To his mother he writes:
“Com. Verstraeten visited my station and highly congratulated me. He said the attitude of his report hung upon the quantity of rubber I would bring. My quantity rose from 360 kilos in September to 1,500 in October, and from January it will be 4,000 per month, which gives me 500 francs over my pay. Am I not a lucky fellow? And if I continue, in two years I shall have reached an additional 12,000 francs.”
But a year later he writes in a different tone to Major Leussens:
“I look forward to a general rising. I warned you before, I think, already in my last letter. The cause is always the same. The natives are weary of the hitherto régime—transport labour, collection of rubber, preparation of food stores for blacks and whites. Again for three months I have had to fight with only ten days’ rest. I have 152 prisoners. For two years now I have been carrying on war in this neighbourhood. But I cannot say I have subjected the people. They prefer to die. What can I do? I am paid to do my work, I am a tool in the hands of my superiors, and I follow orders as discipline requires.”
Let us consider now for an instant the chain of events which render such a situation not only possible, but inevitable. The State is run with the one object of producing revenue. For this end all land and its produce are appropriated. How, then, is this produce to be gathered? It can only be by the natives. But if the natives gather it they must be paid their price, which will diminish profits, or else they will refuse to work. Then they must be made to work. But the agents are too few to make them work. Then they must employ such sub-agents as will strike most terror into the people. But if these sub-agents are to make the people work all the time, then they must themselves reside in the villages. So a capita must be sent as a constant terror to each village. Is it not clear that these steps are not accidental, but are absolutely essential to the original idea? Given the confiscation of the land, all the rest must logically follow. It is utterly futile, therefore, to imagine that any reform can set matters right. Such a thing is impossible. Until unfettered trade is unconditionally restored, as it now exists in every German and English colony, it is absolutely out of the question that any specious promises or written decrees can modify the situation. But, on the other hand, if trade be put upon this natural basis, then for many years the present owners of the Congo land, instead of sharing dividends, must pay out at least a million a year to administer the country, exactly as England pays half a million a year to administer the neighbouring land of Nigeria. To grasp that fact is to understand the root of the whole question.
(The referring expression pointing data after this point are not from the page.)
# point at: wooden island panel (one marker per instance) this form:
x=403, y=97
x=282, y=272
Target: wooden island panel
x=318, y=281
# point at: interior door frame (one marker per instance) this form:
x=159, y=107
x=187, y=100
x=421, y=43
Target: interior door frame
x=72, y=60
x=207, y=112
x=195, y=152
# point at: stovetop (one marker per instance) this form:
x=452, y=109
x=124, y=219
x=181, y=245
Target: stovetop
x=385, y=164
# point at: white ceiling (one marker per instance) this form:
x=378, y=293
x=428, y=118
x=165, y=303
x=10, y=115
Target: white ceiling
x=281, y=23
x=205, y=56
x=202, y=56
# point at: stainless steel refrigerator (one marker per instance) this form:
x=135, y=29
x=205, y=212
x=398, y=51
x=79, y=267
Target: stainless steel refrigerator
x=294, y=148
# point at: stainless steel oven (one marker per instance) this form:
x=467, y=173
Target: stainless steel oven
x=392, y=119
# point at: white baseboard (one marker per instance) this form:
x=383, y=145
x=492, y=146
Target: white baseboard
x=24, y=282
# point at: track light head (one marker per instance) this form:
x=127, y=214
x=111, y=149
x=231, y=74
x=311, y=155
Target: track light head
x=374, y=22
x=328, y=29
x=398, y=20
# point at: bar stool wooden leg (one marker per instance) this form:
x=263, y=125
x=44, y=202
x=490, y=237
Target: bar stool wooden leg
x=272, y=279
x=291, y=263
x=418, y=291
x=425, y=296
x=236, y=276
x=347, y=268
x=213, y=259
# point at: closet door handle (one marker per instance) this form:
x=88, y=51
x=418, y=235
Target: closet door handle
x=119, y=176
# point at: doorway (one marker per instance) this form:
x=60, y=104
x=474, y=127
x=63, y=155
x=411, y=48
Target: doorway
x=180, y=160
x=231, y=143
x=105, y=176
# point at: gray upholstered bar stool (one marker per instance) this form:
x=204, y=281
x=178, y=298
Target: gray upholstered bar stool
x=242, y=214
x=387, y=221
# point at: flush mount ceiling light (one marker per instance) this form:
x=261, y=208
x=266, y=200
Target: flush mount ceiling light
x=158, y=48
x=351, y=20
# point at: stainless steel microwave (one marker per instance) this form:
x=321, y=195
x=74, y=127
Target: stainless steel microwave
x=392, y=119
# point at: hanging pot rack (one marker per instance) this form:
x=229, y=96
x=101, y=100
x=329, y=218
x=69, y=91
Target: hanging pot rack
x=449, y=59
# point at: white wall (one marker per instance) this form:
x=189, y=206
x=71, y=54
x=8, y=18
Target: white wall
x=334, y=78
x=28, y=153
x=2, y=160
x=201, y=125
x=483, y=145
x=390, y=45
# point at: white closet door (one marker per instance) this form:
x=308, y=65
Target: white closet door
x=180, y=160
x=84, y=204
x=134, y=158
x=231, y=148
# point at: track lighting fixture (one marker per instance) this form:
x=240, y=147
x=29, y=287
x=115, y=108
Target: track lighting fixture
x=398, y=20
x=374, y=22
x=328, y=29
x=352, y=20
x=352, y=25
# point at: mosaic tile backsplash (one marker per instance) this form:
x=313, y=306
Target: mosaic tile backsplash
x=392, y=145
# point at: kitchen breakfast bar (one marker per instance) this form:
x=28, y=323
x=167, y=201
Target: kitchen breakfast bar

And one more point before we proceed to the dark catalogue of the facts. Where did the responsibility for these deeds of blood, these thousands of cold-blooded murders lie? Was it with the capita?
He was a cannibal and a ruffian, but if he did not inspire terror in the village he was himself punished by the agent. Was it, then, with the agent? He was a degraded man, and yet, as I have already said, no men could serve on such terms in a tropical country without degradation. He was goaded and driven to crime by the constant clamour from those above him. Was it, then, with the District Commissary? He had reached a responsible and well-paid post, which he would lose if his particular district fell behind in the race of production. Was it, then, with the Governor-General at Boma? He was a man of a hardened conscience, but for him also there was mitigation. He was there for a purpose with definite orders from home which it was his duty to carry through. It would take a man of exceptional character to throw up his high position, sacrifice his career, and refuse to carry out the evil system which had been planned before he was allotted a place in it. Where, then, was the guilt? There were half a dozen officials in Brussels who were, as shown already, so many bailiffs paid to manage a property upon lines laid down for them. Trace back the chain from the red-handed savage, through the worried, bilious agent, the pompous Commissary, the dignified Governor-General, the smooth diplomatist, and you come finally, without a break, and without a possibility of mitigation or excuse, up the cold, scheming brain which framed and drove the whole machine. It is upon the King, always the King, that the guilt must lie. He planned it, knowing the results which must follow. They did follow. He was well informed of it. Again and again, and yet again, his attention was drawn to it. A word from him would have altered the system. The word was never said. There is no possible subterfuge by which the moral guilt can be deflected from the head of the State, the man who went to Africa for the freedom of commerce and the regeneration of the native.